- Interactive map of Dadanpatrabar Port
- Native name: দাদনপাত্রবাড় বন্দর (Bengali) दादनपात्रबाड़ बंदरगाह (Hindi)

Location
- Country: India
- Location: Dadanpatrabar Port, Purba Medinipur, West Bengal
- Coordinates: 21°40′12″N 87°42′24″E﻿ / ﻿21.67000°N 87.70667°E

Details
- Owned by: Government of West Bengal
- Type of Harbor: Deep-sea port

= Dadanpatrabar Port =

Deep-sea port of West Bengal

Dadanpatrabar Port is a proposed greenfield deep-sea port in Dadanpatrabar, Purba Medinipur district, West Bengal.

Initially, the union and state governments will jointly start the project on 1,700 acres of land in Dadanpatrabar.
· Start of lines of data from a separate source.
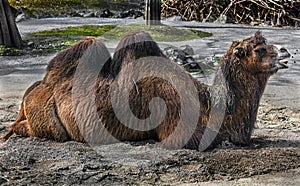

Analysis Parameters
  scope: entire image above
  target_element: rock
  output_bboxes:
[166,16,182,22]
[164,45,200,69]
[0,177,7,185]
[250,21,259,26]
[70,12,82,17]
[114,9,144,19]
[214,15,234,24]
[96,9,114,18]
[82,12,95,18]
[16,13,29,23]
[180,45,195,56]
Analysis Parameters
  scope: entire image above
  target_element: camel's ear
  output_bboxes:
[233,47,245,58]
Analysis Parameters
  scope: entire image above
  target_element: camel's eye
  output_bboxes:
[233,47,245,58]
[255,48,267,57]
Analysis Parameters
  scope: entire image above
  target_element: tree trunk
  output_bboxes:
[145,0,161,25]
[0,0,22,48]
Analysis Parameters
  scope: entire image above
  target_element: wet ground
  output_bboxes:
[0,18,300,185]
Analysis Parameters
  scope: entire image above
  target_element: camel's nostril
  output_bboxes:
[278,47,291,59]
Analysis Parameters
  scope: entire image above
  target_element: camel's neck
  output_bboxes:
[214,64,268,144]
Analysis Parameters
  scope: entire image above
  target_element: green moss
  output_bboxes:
[0,25,212,55]
[0,45,23,56]
[103,25,212,42]
[8,0,84,9]
[190,29,212,38]
[29,25,116,37]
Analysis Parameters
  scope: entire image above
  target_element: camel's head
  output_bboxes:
[225,32,291,76]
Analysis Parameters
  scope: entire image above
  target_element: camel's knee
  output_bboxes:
[1,120,30,141]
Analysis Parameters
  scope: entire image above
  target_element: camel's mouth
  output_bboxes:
[277,58,289,69]
[276,47,291,69]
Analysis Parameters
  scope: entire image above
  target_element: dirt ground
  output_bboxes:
[0,17,300,186]
[0,98,300,185]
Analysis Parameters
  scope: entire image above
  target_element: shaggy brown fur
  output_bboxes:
[3,32,290,149]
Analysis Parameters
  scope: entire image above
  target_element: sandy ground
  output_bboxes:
[0,18,300,186]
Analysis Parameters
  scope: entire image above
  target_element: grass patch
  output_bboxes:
[29,25,212,42]
[0,25,212,56]
[0,45,23,56]
[29,25,116,37]
[103,25,212,42]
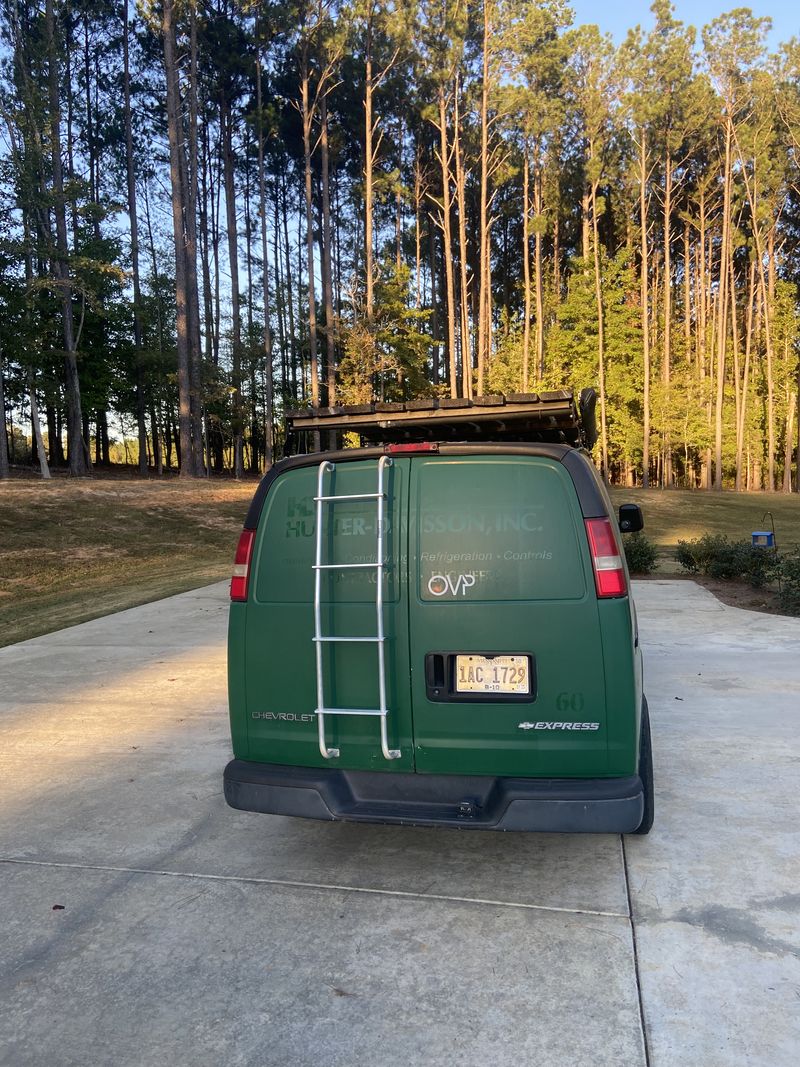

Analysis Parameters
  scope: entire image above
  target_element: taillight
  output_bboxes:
[586,519,628,596]
[230,530,256,601]
[384,441,438,456]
Later, more land will be acquired for the project as per the requirement.

== Location and meteorology ==
Dadanpatrabar Port site is situated on the coast of Bay of Bengal at Dadanpatrabar, located in the Indian state of West Bengal.
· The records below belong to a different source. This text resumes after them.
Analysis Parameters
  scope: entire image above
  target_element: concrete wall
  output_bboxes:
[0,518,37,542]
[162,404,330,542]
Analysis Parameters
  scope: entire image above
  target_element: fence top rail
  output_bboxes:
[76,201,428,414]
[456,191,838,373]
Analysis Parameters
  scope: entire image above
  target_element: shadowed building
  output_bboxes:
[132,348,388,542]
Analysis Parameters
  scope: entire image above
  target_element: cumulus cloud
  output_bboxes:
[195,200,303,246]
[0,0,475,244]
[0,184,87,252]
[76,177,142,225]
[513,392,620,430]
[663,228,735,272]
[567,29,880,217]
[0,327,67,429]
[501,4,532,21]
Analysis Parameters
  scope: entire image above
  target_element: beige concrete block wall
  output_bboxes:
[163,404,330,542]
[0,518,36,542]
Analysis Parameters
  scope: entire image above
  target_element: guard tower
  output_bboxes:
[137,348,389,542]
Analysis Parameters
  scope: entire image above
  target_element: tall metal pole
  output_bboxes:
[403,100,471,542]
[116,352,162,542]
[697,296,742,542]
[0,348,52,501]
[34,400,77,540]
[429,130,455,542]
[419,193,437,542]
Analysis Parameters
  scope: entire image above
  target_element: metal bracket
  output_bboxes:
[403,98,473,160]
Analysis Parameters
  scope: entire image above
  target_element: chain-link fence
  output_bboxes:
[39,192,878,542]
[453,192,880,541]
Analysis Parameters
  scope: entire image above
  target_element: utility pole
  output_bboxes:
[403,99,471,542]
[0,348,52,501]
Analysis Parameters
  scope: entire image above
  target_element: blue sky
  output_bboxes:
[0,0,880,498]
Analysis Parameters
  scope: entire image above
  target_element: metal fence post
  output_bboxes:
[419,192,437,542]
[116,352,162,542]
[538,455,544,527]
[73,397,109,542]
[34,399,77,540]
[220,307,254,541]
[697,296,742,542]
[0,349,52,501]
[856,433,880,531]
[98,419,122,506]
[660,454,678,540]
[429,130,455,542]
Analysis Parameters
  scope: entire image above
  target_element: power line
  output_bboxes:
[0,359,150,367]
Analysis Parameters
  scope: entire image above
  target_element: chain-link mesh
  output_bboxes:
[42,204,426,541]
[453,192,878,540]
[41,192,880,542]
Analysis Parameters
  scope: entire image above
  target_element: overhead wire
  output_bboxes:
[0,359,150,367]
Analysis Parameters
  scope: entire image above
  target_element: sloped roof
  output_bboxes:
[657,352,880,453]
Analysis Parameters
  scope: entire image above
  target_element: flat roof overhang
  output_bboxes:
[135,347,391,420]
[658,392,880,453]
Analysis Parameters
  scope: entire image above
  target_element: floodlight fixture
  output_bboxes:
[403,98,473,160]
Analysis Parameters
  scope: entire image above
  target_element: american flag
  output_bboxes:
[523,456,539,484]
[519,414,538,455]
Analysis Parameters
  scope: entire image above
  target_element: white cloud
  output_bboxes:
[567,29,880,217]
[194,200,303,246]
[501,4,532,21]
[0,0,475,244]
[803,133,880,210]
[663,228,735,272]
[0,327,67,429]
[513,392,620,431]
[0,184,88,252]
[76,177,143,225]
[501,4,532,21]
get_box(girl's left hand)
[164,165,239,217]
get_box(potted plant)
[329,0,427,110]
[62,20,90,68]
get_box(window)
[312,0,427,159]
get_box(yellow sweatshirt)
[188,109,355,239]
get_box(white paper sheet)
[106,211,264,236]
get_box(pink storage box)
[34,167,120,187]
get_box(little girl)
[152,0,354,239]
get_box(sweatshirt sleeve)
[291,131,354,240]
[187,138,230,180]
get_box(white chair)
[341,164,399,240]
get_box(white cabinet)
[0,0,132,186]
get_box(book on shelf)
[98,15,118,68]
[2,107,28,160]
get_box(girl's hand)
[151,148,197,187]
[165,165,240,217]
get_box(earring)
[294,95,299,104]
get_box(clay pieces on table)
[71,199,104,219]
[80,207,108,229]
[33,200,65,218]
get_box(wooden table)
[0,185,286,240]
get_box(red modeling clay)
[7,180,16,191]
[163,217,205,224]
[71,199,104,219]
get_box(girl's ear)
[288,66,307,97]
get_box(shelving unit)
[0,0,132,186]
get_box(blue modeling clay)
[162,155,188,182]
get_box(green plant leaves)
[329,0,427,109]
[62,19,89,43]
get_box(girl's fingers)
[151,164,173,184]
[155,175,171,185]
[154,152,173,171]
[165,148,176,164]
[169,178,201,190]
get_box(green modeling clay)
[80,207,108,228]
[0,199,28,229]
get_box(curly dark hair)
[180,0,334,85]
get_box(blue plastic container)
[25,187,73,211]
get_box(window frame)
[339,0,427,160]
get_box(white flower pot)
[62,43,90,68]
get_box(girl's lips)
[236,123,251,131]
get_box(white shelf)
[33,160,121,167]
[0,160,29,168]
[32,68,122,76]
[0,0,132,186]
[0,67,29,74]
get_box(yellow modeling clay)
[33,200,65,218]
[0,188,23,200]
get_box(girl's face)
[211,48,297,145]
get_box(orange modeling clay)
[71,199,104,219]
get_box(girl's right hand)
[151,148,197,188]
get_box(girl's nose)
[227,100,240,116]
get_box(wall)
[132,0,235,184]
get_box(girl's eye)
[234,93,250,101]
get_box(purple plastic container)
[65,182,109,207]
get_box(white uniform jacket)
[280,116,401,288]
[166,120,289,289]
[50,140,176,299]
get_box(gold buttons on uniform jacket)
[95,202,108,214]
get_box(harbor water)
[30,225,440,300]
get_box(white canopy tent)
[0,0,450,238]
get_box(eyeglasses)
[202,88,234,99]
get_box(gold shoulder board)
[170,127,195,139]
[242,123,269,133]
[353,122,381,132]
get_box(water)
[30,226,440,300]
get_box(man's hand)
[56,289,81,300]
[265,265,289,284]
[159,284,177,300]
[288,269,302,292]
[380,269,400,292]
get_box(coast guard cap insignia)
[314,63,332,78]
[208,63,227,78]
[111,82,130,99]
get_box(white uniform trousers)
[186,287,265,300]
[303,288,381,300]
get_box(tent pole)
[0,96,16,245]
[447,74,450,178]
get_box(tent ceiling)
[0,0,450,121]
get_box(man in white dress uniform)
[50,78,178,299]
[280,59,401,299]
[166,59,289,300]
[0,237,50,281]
Unconsolidated sedimentary deposits of Quaternary period are seen in this area. The area falls under the deltaic plain of Bengal, and the deltaic plain of Bengal is characterised by thick deposits of unconsolidated sediments. The port area falls under class III seismic zone, which indicating a moderate risk of earthquakes.

== Connectivity ==
The nearest national highway from the port is National Highway 116B, which is at a distance of 8 km. The national highway starts from National Highway 116 at Nandakumar and ends at Digha near Tajpur. There are plans to connect the port to the existing Tamluk–Digha branch line.